City of Vancouver officials want to strip Canadian veterans of free parking during Remembrance Day celebrations, all in the name of combating climate change and inequality.
The recommendations to remove free parking privileges prior to Remembrance Day were outlined in a report by Vancouver City Manager Sadhu Johnston.
“We have many concerns about subsidizing parking for veterans. It incentivizes driving as a way to travel, which is in direct opposition to our climate change and transportation policies. It interferes with our strategy to manage street space through pricing tools,” wrote City Manager Sadhu Johnston.
Johnston goes on to suggest that because veterans are generally not a “disadvantaged group,” free parking would not “advance key equity goals.”
“If free parking is provided to veterans and active service members on a year-round basis, a significant precedent will be set. Other groups that serve the community could make a case to receive similar privileges,” continued Johnston.
Those who have a Canadian Forces veterans license plate have been eligible for a week of free parking in Vancouver prior to Remembrance Day since the policy was first implemented in 2007.
In 2019, a council motion was passed to expand free parking for veterans in the city to a year-round basis, but now, Vancouver is claiming that the initiative would be too costly and cut into municipal revenues.
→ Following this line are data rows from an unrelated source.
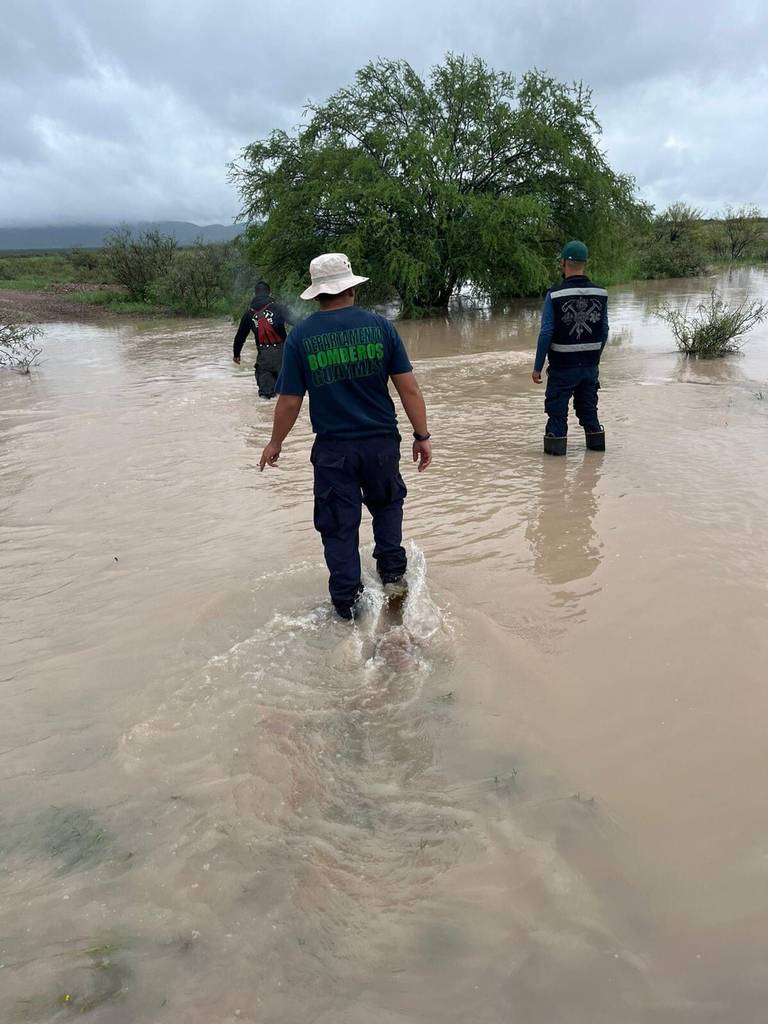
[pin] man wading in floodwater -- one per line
(344, 356)
(267, 320)
(574, 329)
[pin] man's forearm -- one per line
(416, 409)
(286, 414)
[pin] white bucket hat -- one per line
(331, 273)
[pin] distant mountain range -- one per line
(92, 236)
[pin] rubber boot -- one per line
(595, 440)
(554, 445)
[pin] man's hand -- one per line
(269, 456)
(423, 455)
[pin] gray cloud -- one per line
(117, 111)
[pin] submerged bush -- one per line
(17, 348)
(715, 328)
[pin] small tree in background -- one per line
(198, 279)
(677, 247)
(715, 328)
(742, 227)
(138, 262)
(17, 348)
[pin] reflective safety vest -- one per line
(581, 314)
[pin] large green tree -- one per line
(471, 177)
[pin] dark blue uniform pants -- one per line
(348, 473)
(581, 383)
(267, 368)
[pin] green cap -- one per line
(576, 251)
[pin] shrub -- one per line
(715, 328)
(197, 281)
(17, 350)
(677, 246)
(742, 228)
(138, 263)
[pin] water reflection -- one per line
(561, 534)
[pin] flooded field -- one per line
(539, 798)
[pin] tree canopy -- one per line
(470, 177)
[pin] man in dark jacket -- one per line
(267, 320)
(573, 332)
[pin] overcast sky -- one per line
(130, 110)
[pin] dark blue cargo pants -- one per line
(348, 473)
(581, 383)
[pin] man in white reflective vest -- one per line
(572, 335)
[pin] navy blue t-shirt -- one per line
(344, 357)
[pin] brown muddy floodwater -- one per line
(542, 798)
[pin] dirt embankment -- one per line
(56, 303)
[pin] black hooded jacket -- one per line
(281, 315)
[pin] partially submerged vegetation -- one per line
(715, 328)
(17, 348)
(137, 274)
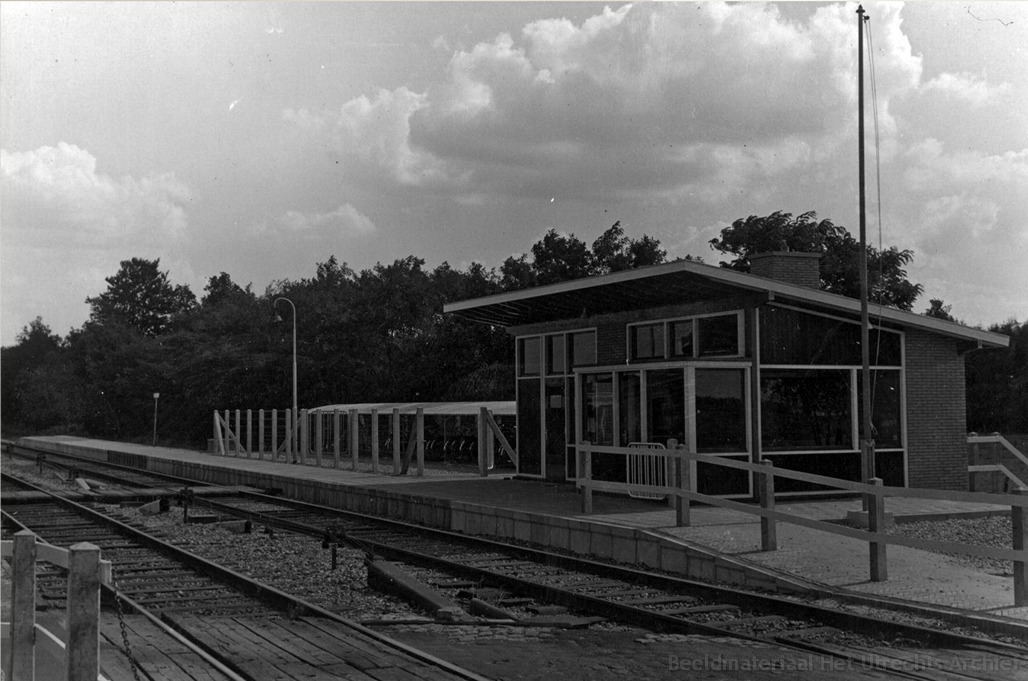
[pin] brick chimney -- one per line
(788, 266)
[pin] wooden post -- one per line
(274, 434)
(769, 529)
(1019, 523)
(319, 435)
(290, 442)
(354, 432)
(683, 485)
(419, 425)
(374, 440)
(260, 434)
(83, 612)
(482, 430)
(587, 477)
(396, 441)
(335, 437)
(22, 662)
(876, 523)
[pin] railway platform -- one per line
(720, 545)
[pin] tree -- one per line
(140, 296)
(559, 258)
(939, 310)
(887, 283)
(613, 251)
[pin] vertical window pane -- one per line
(885, 421)
(665, 405)
(647, 342)
(529, 357)
(597, 408)
(628, 407)
(721, 410)
(555, 360)
(806, 409)
(528, 423)
(682, 338)
(583, 349)
(719, 335)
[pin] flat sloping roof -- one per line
(676, 283)
(502, 408)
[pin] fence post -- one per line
(419, 425)
(374, 440)
(769, 529)
(319, 437)
(587, 476)
(1019, 523)
(876, 524)
(304, 435)
(83, 612)
(354, 437)
(482, 434)
(335, 438)
(22, 664)
(683, 484)
(274, 434)
(396, 441)
(260, 434)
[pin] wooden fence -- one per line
(24, 635)
(683, 491)
(234, 435)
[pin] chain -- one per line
(121, 624)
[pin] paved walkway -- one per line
(817, 557)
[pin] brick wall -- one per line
(788, 266)
(937, 434)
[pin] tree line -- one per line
(378, 334)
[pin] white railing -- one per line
(683, 490)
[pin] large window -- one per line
(791, 336)
(721, 410)
(705, 336)
(809, 409)
(545, 406)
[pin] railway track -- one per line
(237, 628)
(521, 579)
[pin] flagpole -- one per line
(867, 438)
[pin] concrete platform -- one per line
(721, 545)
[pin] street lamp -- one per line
(296, 414)
(156, 396)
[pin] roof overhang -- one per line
(677, 283)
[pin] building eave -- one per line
(685, 278)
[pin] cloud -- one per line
(343, 220)
(966, 87)
(56, 195)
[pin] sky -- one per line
(261, 138)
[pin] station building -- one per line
(748, 366)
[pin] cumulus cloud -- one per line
(343, 220)
(967, 87)
(57, 195)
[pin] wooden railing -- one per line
(982, 451)
(683, 490)
(24, 635)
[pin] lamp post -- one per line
(156, 396)
(296, 414)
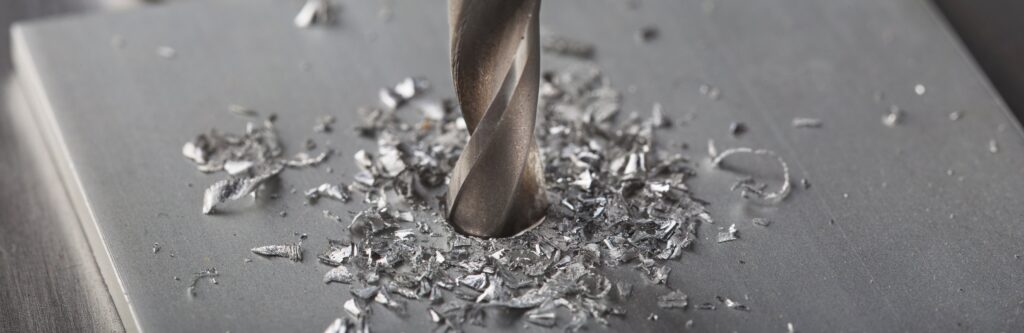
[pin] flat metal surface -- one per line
(48, 280)
(885, 240)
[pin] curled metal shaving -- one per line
(768, 198)
(290, 251)
(235, 189)
(497, 186)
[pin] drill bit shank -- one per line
(497, 186)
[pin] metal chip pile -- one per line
(619, 199)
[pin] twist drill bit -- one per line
(497, 186)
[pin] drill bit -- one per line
(497, 186)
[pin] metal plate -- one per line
(910, 248)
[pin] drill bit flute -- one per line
(497, 186)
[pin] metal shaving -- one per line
(235, 189)
(712, 92)
(339, 275)
(251, 159)
(674, 299)
(324, 124)
(625, 203)
(956, 115)
(748, 186)
(329, 191)
(207, 274)
(291, 251)
(737, 128)
(242, 111)
(920, 89)
(567, 47)
(894, 117)
(734, 304)
(647, 34)
(727, 235)
(166, 52)
(304, 160)
(806, 122)
(313, 11)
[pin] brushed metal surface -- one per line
(48, 279)
(884, 241)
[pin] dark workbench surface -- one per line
(935, 253)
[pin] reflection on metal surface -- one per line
(497, 189)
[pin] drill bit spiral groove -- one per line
(497, 185)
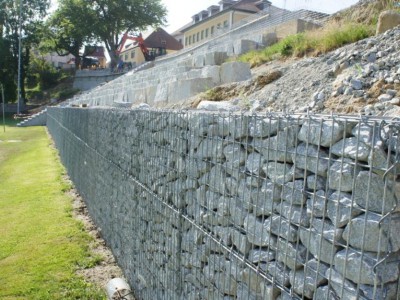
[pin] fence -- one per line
(204, 206)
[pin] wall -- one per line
(89, 79)
(201, 206)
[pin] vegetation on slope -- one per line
(343, 28)
(41, 244)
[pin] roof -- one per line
(159, 38)
(248, 6)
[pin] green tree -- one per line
(69, 29)
(14, 13)
(114, 18)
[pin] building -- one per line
(96, 53)
(218, 17)
(158, 43)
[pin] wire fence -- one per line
(226, 206)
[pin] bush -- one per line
(314, 42)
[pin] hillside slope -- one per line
(360, 78)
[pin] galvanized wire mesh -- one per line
(214, 206)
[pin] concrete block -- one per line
(234, 72)
(184, 89)
(198, 61)
(215, 58)
(243, 46)
(212, 72)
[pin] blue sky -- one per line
(181, 11)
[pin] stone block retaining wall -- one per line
(203, 206)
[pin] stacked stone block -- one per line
(203, 206)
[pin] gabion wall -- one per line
(203, 206)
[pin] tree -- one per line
(114, 18)
(69, 28)
(14, 13)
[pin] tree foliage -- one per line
(31, 13)
(69, 28)
(113, 18)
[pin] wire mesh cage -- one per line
(225, 206)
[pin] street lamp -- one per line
(19, 104)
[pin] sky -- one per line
(180, 12)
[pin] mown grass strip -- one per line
(41, 245)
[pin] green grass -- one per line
(41, 245)
(311, 42)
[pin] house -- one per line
(217, 17)
(96, 53)
(64, 62)
(158, 43)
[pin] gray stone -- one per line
(341, 175)
(356, 84)
(254, 163)
(291, 255)
(359, 268)
(316, 205)
(235, 155)
(281, 227)
(279, 273)
(217, 106)
(215, 180)
(244, 292)
(235, 72)
(321, 248)
(351, 148)
(370, 193)
(328, 230)
(211, 148)
(341, 208)
(261, 128)
(310, 158)
(279, 147)
(295, 214)
(258, 233)
(225, 283)
(240, 241)
(365, 232)
(281, 172)
(343, 288)
(388, 19)
(215, 58)
(305, 281)
(251, 279)
(323, 292)
(324, 133)
(315, 182)
(256, 256)
(293, 192)
(268, 291)
(263, 198)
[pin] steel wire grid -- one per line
(207, 206)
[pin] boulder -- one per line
(387, 20)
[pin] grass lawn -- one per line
(41, 245)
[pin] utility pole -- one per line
(19, 104)
(4, 114)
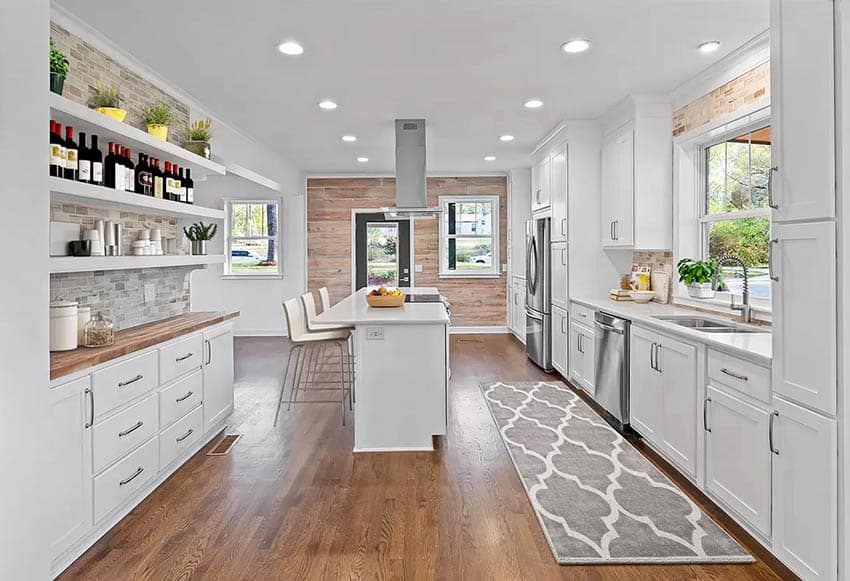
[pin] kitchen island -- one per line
(401, 370)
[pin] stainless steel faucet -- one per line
(744, 307)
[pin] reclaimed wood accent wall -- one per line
(475, 302)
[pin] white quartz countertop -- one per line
(353, 310)
(757, 347)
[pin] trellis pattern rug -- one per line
(598, 500)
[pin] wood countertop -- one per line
(127, 341)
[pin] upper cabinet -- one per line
(637, 161)
(802, 184)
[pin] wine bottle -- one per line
(71, 160)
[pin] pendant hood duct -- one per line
(411, 193)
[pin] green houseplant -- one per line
(198, 234)
(697, 276)
(58, 68)
(157, 117)
(198, 138)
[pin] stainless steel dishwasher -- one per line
(612, 365)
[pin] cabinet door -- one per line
(558, 194)
(805, 499)
(804, 312)
(560, 330)
(738, 463)
(560, 258)
(645, 395)
(802, 109)
(68, 465)
(218, 376)
(678, 364)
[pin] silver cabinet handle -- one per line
(770, 201)
(129, 381)
(770, 244)
(186, 435)
(770, 433)
(733, 374)
(132, 477)
(185, 397)
(138, 425)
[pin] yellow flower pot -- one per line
(115, 113)
(159, 131)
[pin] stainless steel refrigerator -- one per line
(538, 307)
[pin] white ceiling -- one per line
(466, 66)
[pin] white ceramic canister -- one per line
(63, 325)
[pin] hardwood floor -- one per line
(295, 503)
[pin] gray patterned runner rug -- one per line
(598, 500)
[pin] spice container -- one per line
(99, 332)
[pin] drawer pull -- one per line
(128, 431)
(185, 397)
(733, 374)
(186, 435)
(129, 381)
(132, 477)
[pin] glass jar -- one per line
(99, 332)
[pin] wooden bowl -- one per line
(382, 302)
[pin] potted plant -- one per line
(107, 100)
(198, 138)
(697, 276)
(58, 68)
(198, 233)
(157, 117)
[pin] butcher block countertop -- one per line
(127, 341)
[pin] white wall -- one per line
(24, 377)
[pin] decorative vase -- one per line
(199, 247)
(57, 82)
(159, 131)
(201, 148)
(114, 112)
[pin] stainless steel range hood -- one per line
(411, 192)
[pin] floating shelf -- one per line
(78, 192)
(92, 263)
(81, 118)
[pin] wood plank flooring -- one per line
(295, 503)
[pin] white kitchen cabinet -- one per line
(805, 498)
(68, 464)
(560, 331)
(738, 461)
(218, 375)
(804, 313)
(802, 109)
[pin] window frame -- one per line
(495, 269)
(227, 271)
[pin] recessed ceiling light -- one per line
(575, 46)
(290, 48)
(709, 47)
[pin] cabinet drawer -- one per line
(180, 358)
(118, 484)
(176, 400)
(123, 382)
(118, 435)
(175, 441)
(738, 374)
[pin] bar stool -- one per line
(303, 344)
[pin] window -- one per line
(736, 216)
(252, 245)
(469, 236)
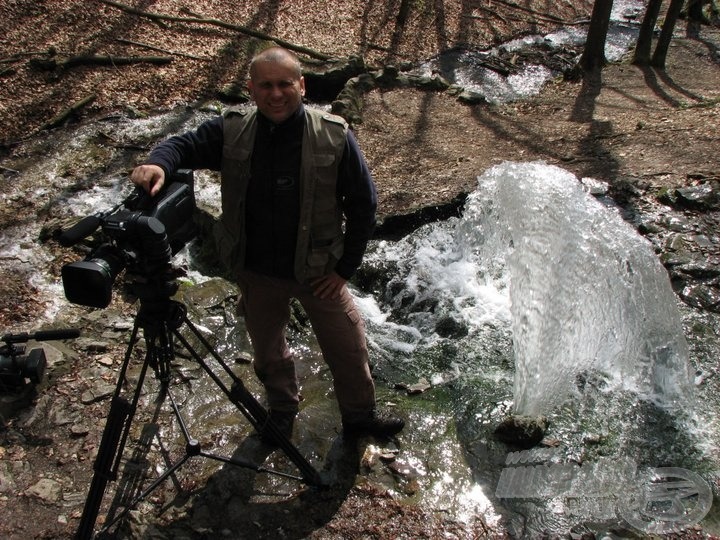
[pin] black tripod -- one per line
(161, 319)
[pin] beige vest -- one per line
(320, 234)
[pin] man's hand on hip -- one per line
(150, 177)
(328, 287)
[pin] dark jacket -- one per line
(273, 196)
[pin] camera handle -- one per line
(161, 321)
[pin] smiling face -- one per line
(276, 84)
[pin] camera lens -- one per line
(89, 283)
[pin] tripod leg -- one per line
(118, 415)
(249, 406)
(112, 444)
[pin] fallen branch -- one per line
(541, 16)
(222, 24)
(158, 49)
(109, 60)
(67, 113)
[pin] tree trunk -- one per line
(658, 59)
(643, 47)
(593, 56)
(695, 19)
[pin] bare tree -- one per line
(661, 49)
(593, 56)
(643, 47)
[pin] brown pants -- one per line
(340, 331)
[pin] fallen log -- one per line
(222, 24)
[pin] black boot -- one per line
(378, 424)
(282, 423)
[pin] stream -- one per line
(540, 300)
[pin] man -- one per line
(298, 208)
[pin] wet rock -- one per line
(97, 393)
(702, 296)
(46, 489)
(418, 388)
(705, 196)
(522, 431)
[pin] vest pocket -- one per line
(227, 247)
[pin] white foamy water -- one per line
(580, 290)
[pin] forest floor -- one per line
(639, 130)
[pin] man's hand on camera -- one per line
(328, 286)
(149, 177)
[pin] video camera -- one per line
(143, 233)
(16, 367)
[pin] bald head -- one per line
(276, 83)
(276, 55)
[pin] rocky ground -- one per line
(650, 135)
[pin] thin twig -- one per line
(153, 48)
(222, 24)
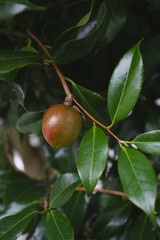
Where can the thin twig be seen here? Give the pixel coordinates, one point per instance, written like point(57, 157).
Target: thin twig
point(113, 192)
point(75, 3)
point(96, 121)
point(65, 86)
point(60, 75)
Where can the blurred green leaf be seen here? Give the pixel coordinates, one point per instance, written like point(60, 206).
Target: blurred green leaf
point(151, 55)
point(138, 180)
point(8, 176)
point(63, 189)
point(21, 193)
point(125, 85)
point(148, 142)
point(30, 122)
point(12, 92)
point(76, 209)
point(58, 226)
point(83, 42)
point(152, 122)
point(141, 229)
point(93, 103)
point(12, 226)
point(12, 61)
point(114, 21)
point(10, 8)
point(154, 3)
point(92, 157)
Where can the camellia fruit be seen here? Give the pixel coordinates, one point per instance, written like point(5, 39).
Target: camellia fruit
point(61, 125)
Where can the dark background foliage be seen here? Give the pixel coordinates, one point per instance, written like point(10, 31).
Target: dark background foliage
point(35, 88)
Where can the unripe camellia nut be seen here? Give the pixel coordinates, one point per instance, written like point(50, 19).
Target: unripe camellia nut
point(61, 125)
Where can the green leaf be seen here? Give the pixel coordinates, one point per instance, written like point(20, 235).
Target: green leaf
point(114, 212)
point(138, 180)
point(63, 189)
point(86, 17)
point(58, 226)
point(148, 142)
point(40, 231)
point(76, 209)
point(141, 229)
point(94, 103)
point(83, 41)
point(151, 55)
point(152, 122)
point(112, 219)
point(12, 92)
point(12, 61)
point(114, 21)
point(30, 122)
point(92, 157)
point(125, 85)
point(10, 8)
point(12, 226)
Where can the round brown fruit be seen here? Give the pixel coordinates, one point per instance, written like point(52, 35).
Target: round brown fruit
point(61, 125)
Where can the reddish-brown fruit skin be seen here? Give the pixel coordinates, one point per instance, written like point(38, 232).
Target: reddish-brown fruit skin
point(61, 125)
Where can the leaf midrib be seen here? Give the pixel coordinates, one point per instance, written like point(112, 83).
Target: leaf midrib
point(115, 116)
point(134, 172)
point(56, 225)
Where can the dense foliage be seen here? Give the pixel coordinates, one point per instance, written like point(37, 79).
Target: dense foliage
point(106, 184)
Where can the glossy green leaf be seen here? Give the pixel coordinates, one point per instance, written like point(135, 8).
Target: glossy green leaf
point(83, 41)
point(62, 159)
point(12, 226)
point(141, 229)
point(86, 18)
point(112, 219)
point(125, 85)
point(114, 212)
point(30, 122)
point(12, 92)
point(12, 61)
point(94, 103)
point(148, 142)
point(58, 226)
point(76, 209)
point(114, 21)
point(63, 189)
point(40, 231)
point(10, 8)
point(138, 180)
point(92, 157)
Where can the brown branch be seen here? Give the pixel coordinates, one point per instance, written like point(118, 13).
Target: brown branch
point(94, 120)
point(60, 75)
point(75, 3)
point(65, 86)
point(113, 192)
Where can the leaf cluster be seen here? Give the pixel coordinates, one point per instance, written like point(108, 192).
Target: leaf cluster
point(109, 54)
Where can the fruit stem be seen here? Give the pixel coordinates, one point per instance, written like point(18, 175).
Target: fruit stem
point(65, 86)
point(96, 121)
point(60, 75)
point(109, 191)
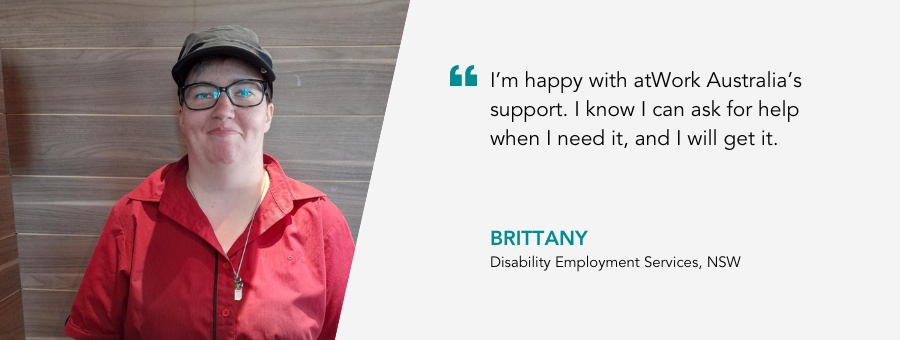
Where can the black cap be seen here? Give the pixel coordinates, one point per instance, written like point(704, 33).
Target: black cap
point(228, 40)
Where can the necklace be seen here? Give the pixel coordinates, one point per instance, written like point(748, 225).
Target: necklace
point(238, 283)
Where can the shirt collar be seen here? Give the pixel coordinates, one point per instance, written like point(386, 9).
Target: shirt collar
point(170, 179)
point(168, 187)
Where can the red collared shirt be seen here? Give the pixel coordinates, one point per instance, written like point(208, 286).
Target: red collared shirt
point(158, 271)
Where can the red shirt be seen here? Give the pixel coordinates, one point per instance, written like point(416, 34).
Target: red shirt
point(158, 271)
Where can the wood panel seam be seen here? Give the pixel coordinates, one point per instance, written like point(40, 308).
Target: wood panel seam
point(10, 295)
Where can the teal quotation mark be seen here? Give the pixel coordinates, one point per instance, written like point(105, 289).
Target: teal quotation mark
point(456, 79)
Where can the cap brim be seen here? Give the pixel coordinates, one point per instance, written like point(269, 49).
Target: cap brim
point(185, 64)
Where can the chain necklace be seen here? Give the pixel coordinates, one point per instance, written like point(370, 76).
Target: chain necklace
point(238, 283)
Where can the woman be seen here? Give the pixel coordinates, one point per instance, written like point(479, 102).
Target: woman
point(221, 244)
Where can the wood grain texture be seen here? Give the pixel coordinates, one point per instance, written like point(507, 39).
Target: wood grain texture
point(55, 254)
point(9, 267)
point(310, 81)
point(12, 323)
point(310, 148)
point(133, 23)
point(80, 205)
point(46, 312)
point(7, 226)
point(2, 94)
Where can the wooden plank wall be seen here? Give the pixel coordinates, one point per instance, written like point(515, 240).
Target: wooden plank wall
point(11, 317)
point(91, 111)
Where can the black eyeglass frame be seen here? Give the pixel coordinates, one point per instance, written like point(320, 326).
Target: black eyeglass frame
point(267, 94)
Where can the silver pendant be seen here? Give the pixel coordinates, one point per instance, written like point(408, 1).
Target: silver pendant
point(238, 289)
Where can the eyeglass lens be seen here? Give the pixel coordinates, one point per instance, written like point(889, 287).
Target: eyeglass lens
point(243, 93)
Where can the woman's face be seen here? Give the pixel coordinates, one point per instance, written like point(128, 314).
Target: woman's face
point(225, 133)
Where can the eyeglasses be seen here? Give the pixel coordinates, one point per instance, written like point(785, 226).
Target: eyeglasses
point(242, 93)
Last year, Vancouver made approximately $75 million from pay parking revenues. According to city staff, free unlimited parking for veterans could reduce that revenue by $2 million annually.
Instead of the current program, Johnston’s report suggests that the city offer alternatives such as transportation grants for veterans’ groups, or a policy wherein individuals would have to request free parking from the city.
This is not the first time that a BC municipality has triggered outrage from veterans over proposed changes to Remembrance Day ceremonies.
In 2019, Victoria city councillor Ben isitt put forward an amendment to bill the Department of National Defence and Veterans Affairs Canada for the city’s annual Remembrance Day events.
“Those entities have substantially greater resources,” said Isitt during a council meeting.
“I think responsibility for military commemoration and honouring veterans is more properly the responsibility of those federal agencies.”
The amendment was eventually scrapped and Victoria Mayor Lisa Helps apologized for any offence veterans might have felt as a result of the council’s actions.